My low back stills have some moderate pain throughout the day but it is tolerable.  My PT supposedly "fixed" my sacrum a couple of weeks ago by doing some crazy stretch of my upper body in one direction and then she lifted one of my legs up and stretched it in the other direction.  I felt a weird stretch like sensation that I have never felt before and all I initially had was pain from the weird muscle she stretched BUT I took 7 percocets that day along with the morphine so something could have been injured but just didn't know it until I went into withdrawals earlier this week from the lower dose of Opana.  I hope the disc touching the S1 nerve root didn't push out more.  The Opana is helping a lot more with this additional severity of low back pain and the pain that radiates up into my upper back and shoulders is completely gone for most of the day.  Sometimes it breaks through during the day but it is only for about 15 mins versus just lingering on and on.  Upper back pain was a frequent complaint when I was on the morphine.

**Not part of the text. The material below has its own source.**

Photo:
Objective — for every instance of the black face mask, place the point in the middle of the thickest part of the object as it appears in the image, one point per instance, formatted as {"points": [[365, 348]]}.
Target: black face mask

Earlier in the week before the Opana really started to kick in the pain in my lower back was the worst it has been in months!  The pain was running through my butt and shooting down to my ankles!  Every step I took was excruciating!  My doctor said that I could take 45 mg of Opana during the day if I needed it since I also have generic 15 mg tabs on hand.  I instead decided to step up to originally prescribed nighttime dose of 30 mg of Opana and the next day I could get around a lot more easier.  But when I go in next month for an appointment, I am going to ask him if I could take the 15 mg Opana either together with the 30 mg Opana in the morning or 8 hours after taking the morning dose of 30 mg similar to how weathergirl has her dosing schedule set up.  This would give me more flexibility from the long acting medicine for days when I have really bad pain flares and would further reduce the IR breakthrough meds that I would need to take.

But I am AMAZED at the change in the results!  Yesterday I took 2 percocets at 7:45 am and 30 mg of Opana at 9:00 am.  I had pretty consistent pain relief until 5:30 pm!!!  I have never been able to go that long without taking an IR med for breakthrough pain since I started opioids.  So when the dose is therapeutic, the Opana does last pretty much the full 12 hours!  The only other test is its effectiveness when cleaning the house or during some other high activity level task.  The extreme fatigue that I had earlier in the week has disappeared but it is still very sedating and I can actually feel when additional medicine is being released as a wave a tiredness (and sometimes dizziness) overcomes me for about 15 mins and then it is gone but repeats itself several times throughout the day.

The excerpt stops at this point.